A successful funeral is a mixture of what is included and how it is delivered [or included].
[1] Examples of what can be included: Music, singing, dancing, drama, readings, poetry, blessings, prayer, stories, eulogies, tributes, photos, memory tables, memory books, photo tributes [scrolling], and honouree things e.g. Guard of honour, salute, specific prayers, or / and songs.
[2] How the list above can be delivered. This should reflect both the deceased and you, his family and friends. Use the language that is appropriate to the person. Use the talents of friends, families or ring-in’s, to enhance the “how”.
consider ….
Some, a few or everyone telling the collective story of the deceased. This could be spoken, sung, with the use of specific songs, a combination, or …..
Seating - How with the seating be arranged? [see below]
Use of enactments - these can be used for healing, for symbolism, atmosphere, or for spiritual reasons.
Children speaking, reading a poem, dancing or singing
Specific people speaking, playing, singing, or …..
Anyone who is going to speak needs to know in advance. It is always better for people to have time to think about what they would like to say and how best to express their thoughts.
Encourage speakers to write their thoughts down as this will enhance their deliver.
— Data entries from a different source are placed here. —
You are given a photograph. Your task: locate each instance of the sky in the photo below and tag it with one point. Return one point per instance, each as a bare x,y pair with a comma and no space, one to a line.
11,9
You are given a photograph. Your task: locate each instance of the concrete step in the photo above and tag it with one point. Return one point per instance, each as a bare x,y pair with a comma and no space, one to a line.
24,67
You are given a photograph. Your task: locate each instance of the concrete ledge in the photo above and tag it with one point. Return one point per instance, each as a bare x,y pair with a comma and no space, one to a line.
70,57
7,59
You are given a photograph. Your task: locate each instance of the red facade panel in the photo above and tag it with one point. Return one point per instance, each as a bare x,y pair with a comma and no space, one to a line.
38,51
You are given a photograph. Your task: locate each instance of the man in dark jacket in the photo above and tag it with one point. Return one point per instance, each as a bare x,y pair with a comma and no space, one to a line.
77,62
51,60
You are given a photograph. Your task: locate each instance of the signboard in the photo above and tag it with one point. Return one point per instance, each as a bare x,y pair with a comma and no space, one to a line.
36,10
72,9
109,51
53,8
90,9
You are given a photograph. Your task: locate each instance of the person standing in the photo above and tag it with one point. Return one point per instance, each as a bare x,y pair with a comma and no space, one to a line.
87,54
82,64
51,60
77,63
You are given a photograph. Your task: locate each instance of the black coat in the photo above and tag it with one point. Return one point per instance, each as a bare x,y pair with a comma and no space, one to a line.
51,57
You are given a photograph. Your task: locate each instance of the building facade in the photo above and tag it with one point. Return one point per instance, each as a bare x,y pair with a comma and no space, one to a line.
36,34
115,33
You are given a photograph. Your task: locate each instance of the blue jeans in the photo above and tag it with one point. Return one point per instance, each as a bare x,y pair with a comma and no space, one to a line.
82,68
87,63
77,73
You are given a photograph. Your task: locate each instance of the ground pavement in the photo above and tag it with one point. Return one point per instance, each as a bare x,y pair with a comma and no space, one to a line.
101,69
Emotions can make it difficult at the time. Also, people will enjoy what they have to say more.
Not everyone will want to speak at a funeral, no matter what the format. Always allow people to decline. The quality of a speech, reading, thought, etc., is in the delivery as much as it is in what is said.
NB: the size of the funeral, the location, and the seating can impact on the “How”.
SEATING
There are two types of seating.
[1] Formal. Where the furniture is lined in rows with everyone facing forward.
[2] Informal. E.g.: half circle, full circle, U shaped, rows at 45 degree angle
Seating can also take a range of options, eg.,
Wooden chairs or wooden benches, hay bales, trestle bench seating, a mixture of chair types, camp chairs, beach chairs, cushions, wicker chairs, etc..
The benefit of informal seating is people feel more included and relaxed.
The reception or wake.
It can be very comforting to have people around you after the funeral. It’s also a fabulous opportunity have time together in what every way is appropriate for you, your friends and family.
What could that look like …
BYO BBQ or dinner
A massive gathering at the local hall full catered
Afternoon tea
Pot luck meal
A tab on the bar at the local
Dinner at a restaurant - you pay, they pay, everyone pays.
A private gathering of specific people
Catering firm provides morning tea, or lunch or afternoon tea.
NB: people won’t be expecting you to provide anything lavish. But they will be happy to help with food if you want them to.